How can I select nodes from a tree whose markup is stored in a variable?

Consider the following XSLT script:
<?xml version="1.0" encoding="ISO-8859-1"?>
<xsl:stylesheet version="1.0" xmlns:xsl="http://www.w3.org/1999/XSL/Transform">
<xsl:output method="text" encoding="iso-8859-1"/>
<xsl:variable name="stringmap">
<map>
<entry><key>red</key><value>rot</value></entry>
<entry><key>green</key><value>gruen</value></entry>
<entry><key>blue</key><value>blau</value></entry>
</map>
</xsl:variable>
<xsl:template match="/">
<!-- IMPLEMENT ME -->
</xsl:template>
</xsl:stylesheet>
I'd like this script to print redgreenblue.
Is there any way to treat the XML markup which is stored in the stringmap variable as a document of its own which I can run XPath queries on? I'm basically looking for something like
<xsl:for-each select="document($stringmap)/map/entry">
<xsl:value-of select="key"/>
</xsl:for-each>
(except that the document() function expects an URI).
Motivation: I have various long <xsl:choose> elements which map a given string to another string. I'd like to replace all those with a single template which takes a 'map' argument (which is a simple XML document).

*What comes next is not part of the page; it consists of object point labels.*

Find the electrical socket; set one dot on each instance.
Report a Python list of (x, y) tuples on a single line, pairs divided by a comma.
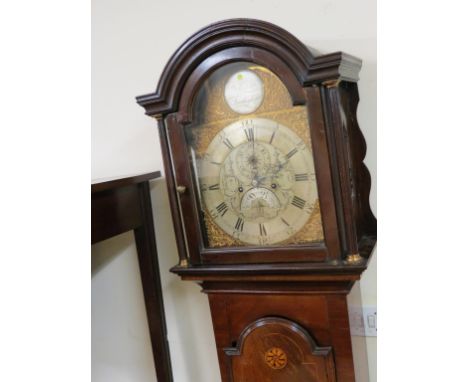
[(363, 320)]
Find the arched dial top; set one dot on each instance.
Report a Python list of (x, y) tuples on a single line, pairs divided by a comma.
[(252, 161), (258, 181)]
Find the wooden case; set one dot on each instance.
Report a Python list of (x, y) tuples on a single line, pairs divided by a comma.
[(296, 290)]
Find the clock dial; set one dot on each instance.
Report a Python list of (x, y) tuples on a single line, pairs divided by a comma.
[(252, 161), (258, 181)]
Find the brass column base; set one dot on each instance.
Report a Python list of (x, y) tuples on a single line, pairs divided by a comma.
[(354, 259)]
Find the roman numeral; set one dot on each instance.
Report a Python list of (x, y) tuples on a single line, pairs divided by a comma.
[(228, 143), (291, 153), (298, 202), (239, 224), (249, 133), (301, 177), (222, 208)]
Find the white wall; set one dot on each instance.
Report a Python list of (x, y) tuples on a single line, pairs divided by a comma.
[(132, 40)]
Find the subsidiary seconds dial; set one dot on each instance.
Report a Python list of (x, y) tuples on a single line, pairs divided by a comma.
[(258, 181)]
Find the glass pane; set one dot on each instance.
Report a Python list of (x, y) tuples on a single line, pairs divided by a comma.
[(252, 160)]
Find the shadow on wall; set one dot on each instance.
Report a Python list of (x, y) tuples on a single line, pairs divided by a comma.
[(190, 333), (104, 252)]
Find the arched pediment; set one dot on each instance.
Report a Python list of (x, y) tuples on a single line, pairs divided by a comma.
[(308, 69)]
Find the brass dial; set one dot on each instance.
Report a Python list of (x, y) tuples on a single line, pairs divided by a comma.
[(258, 182)]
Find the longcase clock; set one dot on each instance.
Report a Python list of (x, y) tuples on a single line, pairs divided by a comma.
[(269, 195)]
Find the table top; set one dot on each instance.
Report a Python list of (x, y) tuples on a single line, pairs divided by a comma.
[(103, 184)]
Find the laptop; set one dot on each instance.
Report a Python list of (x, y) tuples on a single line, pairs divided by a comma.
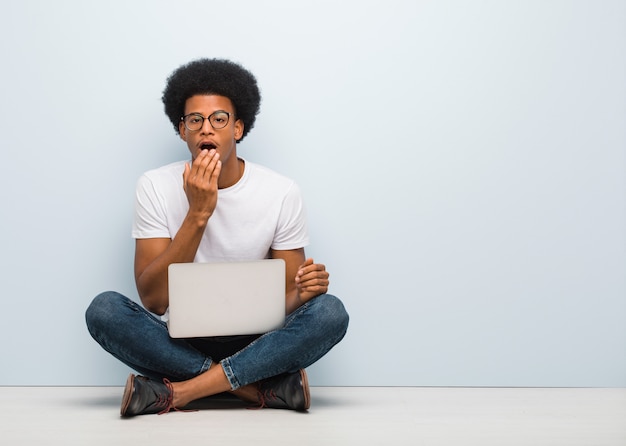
[(226, 299)]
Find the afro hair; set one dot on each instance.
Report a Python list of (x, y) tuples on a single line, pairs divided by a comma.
[(213, 77)]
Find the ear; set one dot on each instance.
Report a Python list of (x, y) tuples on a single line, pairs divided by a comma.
[(238, 129), (182, 131)]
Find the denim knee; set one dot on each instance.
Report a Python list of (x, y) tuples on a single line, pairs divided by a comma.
[(102, 308), (333, 314)]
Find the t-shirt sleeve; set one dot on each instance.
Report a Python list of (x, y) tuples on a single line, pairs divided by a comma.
[(291, 231), (150, 218)]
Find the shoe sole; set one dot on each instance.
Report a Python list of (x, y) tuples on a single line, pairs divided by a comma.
[(305, 387), (128, 393)]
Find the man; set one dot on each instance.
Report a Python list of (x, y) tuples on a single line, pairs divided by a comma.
[(217, 207)]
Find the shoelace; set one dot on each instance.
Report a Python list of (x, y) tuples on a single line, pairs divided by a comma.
[(165, 401)]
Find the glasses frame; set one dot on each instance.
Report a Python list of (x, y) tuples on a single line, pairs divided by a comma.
[(207, 118)]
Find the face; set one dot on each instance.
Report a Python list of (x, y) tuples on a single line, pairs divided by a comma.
[(223, 140)]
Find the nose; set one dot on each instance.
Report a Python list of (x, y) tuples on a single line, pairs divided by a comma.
[(207, 128)]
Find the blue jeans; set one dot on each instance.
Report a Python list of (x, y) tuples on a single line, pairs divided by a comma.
[(140, 340)]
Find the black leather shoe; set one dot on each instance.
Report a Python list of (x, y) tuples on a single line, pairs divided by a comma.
[(144, 396), (287, 391)]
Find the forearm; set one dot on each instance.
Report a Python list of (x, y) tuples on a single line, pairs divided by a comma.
[(151, 270)]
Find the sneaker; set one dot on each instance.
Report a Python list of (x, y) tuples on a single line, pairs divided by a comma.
[(144, 396), (286, 391)]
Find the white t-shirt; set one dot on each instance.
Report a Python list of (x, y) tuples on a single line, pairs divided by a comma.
[(262, 210)]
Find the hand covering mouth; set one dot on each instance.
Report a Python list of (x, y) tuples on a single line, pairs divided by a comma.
[(207, 146)]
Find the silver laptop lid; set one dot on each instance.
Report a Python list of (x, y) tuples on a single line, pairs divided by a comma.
[(224, 299)]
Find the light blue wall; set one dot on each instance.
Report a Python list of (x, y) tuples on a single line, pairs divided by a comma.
[(463, 165)]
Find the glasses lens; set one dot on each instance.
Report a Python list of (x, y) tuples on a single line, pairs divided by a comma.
[(219, 119), (194, 121)]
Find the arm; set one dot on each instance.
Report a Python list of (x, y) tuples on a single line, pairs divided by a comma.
[(153, 256), (304, 279)]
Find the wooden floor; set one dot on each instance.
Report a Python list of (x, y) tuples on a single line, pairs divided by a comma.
[(389, 416)]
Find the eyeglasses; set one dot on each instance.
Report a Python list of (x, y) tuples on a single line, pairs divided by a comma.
[(194, 121)]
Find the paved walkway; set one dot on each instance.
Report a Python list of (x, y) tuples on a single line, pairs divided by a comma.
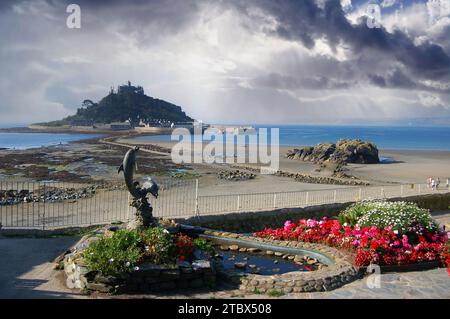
[(27, 271)]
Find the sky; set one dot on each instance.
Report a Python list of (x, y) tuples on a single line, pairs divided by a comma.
[(234, 61)]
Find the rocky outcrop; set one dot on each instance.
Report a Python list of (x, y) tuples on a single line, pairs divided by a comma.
[(344, 151)]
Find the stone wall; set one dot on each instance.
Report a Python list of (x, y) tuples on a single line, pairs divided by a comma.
[(327, 278), (257, 221), (146, 278)]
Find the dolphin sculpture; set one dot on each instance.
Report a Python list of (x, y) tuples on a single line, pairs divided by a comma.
[(128, 168)]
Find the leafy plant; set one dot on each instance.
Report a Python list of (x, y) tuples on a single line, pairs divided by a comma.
[(185, 247), (114, 255), (399, 215), (354, 212), (204, 245), (159, 246)]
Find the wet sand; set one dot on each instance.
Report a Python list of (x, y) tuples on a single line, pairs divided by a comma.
[(91, 161), (407, 166)]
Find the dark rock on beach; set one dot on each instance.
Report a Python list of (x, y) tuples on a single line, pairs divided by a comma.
[(344, 151)]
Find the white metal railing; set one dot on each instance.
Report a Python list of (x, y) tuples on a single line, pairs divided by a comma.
[(57, 204)]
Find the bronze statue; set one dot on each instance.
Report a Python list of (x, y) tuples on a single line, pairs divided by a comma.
[(144, 217)]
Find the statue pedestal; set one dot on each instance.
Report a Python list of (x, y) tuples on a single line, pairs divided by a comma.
[(143, 216)]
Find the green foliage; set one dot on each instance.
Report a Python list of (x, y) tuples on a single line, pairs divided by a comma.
[(114, 255), (204, 245), (382, 214), (159, 246), (129, 103), (275, 293), (353, 213)]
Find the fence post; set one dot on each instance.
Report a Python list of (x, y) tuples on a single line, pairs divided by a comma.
[(197, 213), (43, 215)]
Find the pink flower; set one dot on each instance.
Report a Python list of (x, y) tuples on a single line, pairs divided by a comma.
[(311, 223), (405, 242), (287, 224)]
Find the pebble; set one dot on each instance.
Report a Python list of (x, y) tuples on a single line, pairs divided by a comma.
[(240, 265)]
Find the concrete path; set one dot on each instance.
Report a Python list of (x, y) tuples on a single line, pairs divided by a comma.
[(27, 270)]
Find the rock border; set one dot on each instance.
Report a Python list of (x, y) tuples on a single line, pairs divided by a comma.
[(341, 272), (147, 278)]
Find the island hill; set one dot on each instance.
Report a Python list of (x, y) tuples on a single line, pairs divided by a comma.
[(342, 152), (126, 108)]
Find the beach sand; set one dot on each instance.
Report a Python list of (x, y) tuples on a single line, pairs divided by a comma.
[(407, 166)]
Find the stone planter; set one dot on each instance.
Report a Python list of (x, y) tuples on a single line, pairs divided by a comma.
[(147, 278)]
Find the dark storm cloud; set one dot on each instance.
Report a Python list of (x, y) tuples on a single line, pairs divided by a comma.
[(306, 21), (279, 81), (225, 53)]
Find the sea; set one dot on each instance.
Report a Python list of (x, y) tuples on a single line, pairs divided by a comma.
[(385, 137), (22, 141)]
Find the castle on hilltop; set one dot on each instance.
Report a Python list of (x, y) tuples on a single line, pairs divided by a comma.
[(128, 88)]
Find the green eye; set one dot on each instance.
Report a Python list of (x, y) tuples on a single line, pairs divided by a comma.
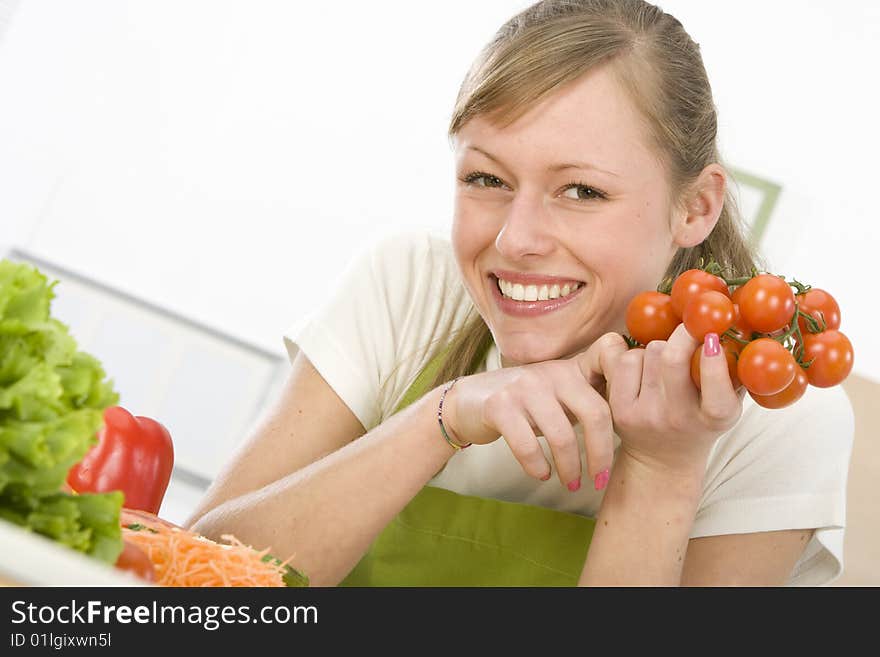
[(582, 192), (481, 179)]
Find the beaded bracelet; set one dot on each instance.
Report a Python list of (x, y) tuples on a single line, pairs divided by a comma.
[(457, 446)]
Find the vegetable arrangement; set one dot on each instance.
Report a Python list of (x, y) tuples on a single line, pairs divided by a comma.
[(79, 469), (778, 336), (51, 400)]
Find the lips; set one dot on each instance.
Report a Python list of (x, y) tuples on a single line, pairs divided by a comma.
[(529, 308), (525, 278)]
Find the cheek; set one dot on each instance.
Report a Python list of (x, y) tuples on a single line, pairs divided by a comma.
[(472, 232)]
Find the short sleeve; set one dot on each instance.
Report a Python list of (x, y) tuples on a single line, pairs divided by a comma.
[(399, 295), (785, 469)]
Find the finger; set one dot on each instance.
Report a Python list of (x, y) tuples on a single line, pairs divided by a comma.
[(651, 388), (597, 362), (719, 402), (554, 425), (518, 433), (594, 415), (626, 380), (676, 368)]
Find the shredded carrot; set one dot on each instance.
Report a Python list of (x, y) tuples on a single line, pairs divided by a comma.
[(184, 558)]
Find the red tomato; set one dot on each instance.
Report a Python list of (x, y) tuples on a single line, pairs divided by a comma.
[(831, 354), (740, 326), (730, 351), (650, 316), (788, 396), (765, 367), (818, 303), (691, 284), (767, 303), (134, 560), (710, 312)]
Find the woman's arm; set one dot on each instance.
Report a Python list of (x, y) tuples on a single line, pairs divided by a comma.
[(303, 485), (643, 526), (642, 532)]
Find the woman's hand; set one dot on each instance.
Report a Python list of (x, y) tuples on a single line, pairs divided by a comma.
[(546, 399), (662, 419)]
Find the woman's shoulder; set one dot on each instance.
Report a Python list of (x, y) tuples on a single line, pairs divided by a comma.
[(812, 437), (412, 251)]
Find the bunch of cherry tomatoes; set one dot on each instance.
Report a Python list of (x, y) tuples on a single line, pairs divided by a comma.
[(778, 336)]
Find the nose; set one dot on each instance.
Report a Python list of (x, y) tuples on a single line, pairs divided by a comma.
[(526, 230)]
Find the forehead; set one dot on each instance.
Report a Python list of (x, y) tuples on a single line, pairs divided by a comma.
[(591, 119)]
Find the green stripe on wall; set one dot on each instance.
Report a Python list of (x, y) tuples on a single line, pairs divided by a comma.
[(769, 196)]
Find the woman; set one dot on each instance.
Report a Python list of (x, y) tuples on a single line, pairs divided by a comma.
[(585, 149)]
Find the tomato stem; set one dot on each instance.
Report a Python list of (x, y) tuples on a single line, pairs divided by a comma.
[(730, 333)]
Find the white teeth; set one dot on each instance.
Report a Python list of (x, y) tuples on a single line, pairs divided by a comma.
[(521, 292)]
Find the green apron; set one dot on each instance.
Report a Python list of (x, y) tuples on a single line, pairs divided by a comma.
[(442, 538)]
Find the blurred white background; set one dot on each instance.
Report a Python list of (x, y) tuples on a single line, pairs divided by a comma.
[(224, 160)]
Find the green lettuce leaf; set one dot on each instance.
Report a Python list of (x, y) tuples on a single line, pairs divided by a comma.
[(52, 399)]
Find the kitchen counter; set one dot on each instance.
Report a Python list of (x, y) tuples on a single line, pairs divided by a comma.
[(29, 559)]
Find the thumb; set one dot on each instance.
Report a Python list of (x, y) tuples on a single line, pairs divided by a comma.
[(598, 360)]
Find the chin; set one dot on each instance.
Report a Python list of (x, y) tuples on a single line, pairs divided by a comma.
[(523, 352)]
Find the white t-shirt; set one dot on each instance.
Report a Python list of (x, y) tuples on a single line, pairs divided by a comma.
[(775, 469)]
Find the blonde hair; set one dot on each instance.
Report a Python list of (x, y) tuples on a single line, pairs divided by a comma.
[(554, 42)]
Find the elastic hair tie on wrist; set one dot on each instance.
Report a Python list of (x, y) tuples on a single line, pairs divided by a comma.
[(456, 445)]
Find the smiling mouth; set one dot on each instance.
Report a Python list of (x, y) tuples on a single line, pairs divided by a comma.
[(531, 293)]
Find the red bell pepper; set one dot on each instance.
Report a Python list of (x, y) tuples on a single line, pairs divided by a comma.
[(133, 454)]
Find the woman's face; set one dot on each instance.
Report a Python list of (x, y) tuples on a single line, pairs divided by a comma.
[(569, 194)]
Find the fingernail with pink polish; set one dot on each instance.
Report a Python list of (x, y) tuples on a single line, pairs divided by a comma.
[(711, 345)]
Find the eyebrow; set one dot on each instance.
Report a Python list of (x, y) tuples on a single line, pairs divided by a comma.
[(553, 168)]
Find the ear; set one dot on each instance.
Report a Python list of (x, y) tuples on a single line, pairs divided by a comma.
[(694, 219)]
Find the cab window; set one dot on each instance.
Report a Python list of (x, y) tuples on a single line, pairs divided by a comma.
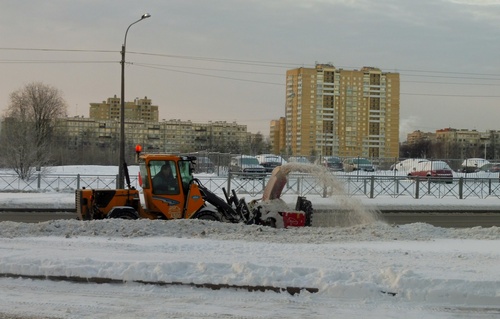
[(164, 177)]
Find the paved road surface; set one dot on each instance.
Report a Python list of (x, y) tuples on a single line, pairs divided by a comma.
[(441, 219)]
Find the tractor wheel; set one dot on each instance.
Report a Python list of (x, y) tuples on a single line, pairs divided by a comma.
[(208, 215), (123, 213)]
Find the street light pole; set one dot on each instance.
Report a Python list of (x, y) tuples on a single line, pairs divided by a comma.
[(121, 168)]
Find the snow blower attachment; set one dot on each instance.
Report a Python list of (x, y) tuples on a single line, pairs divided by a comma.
[(171, 192)]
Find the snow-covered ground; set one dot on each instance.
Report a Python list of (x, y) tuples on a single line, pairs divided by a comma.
[(158, 269)]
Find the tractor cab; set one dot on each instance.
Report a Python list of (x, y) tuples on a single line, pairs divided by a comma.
[(169, 192)]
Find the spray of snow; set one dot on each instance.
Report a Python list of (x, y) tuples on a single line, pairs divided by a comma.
[(346, 211)]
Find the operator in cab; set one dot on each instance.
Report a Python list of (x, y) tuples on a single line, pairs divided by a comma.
[(165, 182)]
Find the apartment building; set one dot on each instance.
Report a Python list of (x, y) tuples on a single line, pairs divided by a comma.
[(418, 136), (277, 136), (172, 136), (140, 109), (347, 113)]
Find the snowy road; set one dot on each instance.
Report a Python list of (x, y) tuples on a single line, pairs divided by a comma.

My hope is that I can then replace the <xsl:choose> with a simple statement like <xsl:value-of select="$stringmap/map/entry/value[../key='$givenkey']"/>
I'm using XSLT 1.0 using xsltproc.
You're almost right, using document('') will allow you to process node sets inside the current stylesheet:
<xsl:for-each select="document('')/xsl:stylesheet/xsl:variable[#name='stringmap']/map/entry">
<xsl:value-of select="key"/>
</xsl:for-each>
It's not necessary to define the map node set as a variable in this case:
<?xml version="1.0" encoding="ISO-8859-1"?>
<xsl:stylesheet xmlns:data="some.uri" version="1.0" xmlns:xsl="http://www.w3.org/1999/XSL/Transform">
<data:map>
<entry><key>red</key><value>rot</value></entry>
<entry><key>green</key><value>gruen</value></entry>
<entry><key>blue</key><value>blau</value></entry>
</data:map>
<xsl:template match="/">
<xsl:for-each select="document('')/xsl:stylesheet/data:map/entry">
<xsl:value-of select="key"/>
</xsl:for-each>
</xsl:template>
</xsl:stylesheet>
If you do not use xsl:variable as a wrapper, you must remember that a top level elements must have a non null namespace URI.
In XSLT 2.0 it would've been possible to just iterate over the content in a variable:
<xsl:variable name="map">
<entry><key>red</key><value>rot</value></entry>
<entry><key>green</key><value>gruen</value></entry>
<entry><key>blue</key><value>blau</value></entry>
</xsl:variable>
<xsl:template match="/">
<xsl:for-each select="$map/entry">
<xsl:value-of select="key"/>
</xsl:for-each>
</xsl:template>
A posting by M. David Peterson just taught me how to make this work:
It's not necessary to have an <xsl:variable> for this case. Instead, I can embed the data document directly into the XSL stylesheet (putting it into a namespace for sanity) and then select elements from that. Here's the result:
<?xml version="1.0" encoding="ISO-8859-1"?>
<xsl:stylesheet version="1.0"
xmlns:xsl="http://www.w3.org/1999/XSL/Transform"
xmlns:map="uri:map">
<xsl:output method="text" encoding="iso-8859-1"/>
<map:colors>
<entry><key>red</key><value>rot</value></entry>
<entry><key>green</key><value>gruen</value></entry>
<entry><key>blue</key><value>blau</value></entry>
</map:colors>
<xsl:template match="/">
<xsl:for-each select="document('')/*/map:colors/entry">
<xsl:value-of select="key"/>
</xsl:for-each>
</xsl:template>
</xsl:stylesheet>
This generates the expected output redgreenblue.
The trick is to use document('') to get a handle to the XSLT document itself, then * to get into the toplevel xsl:stylesheet element and from there I can access the color map.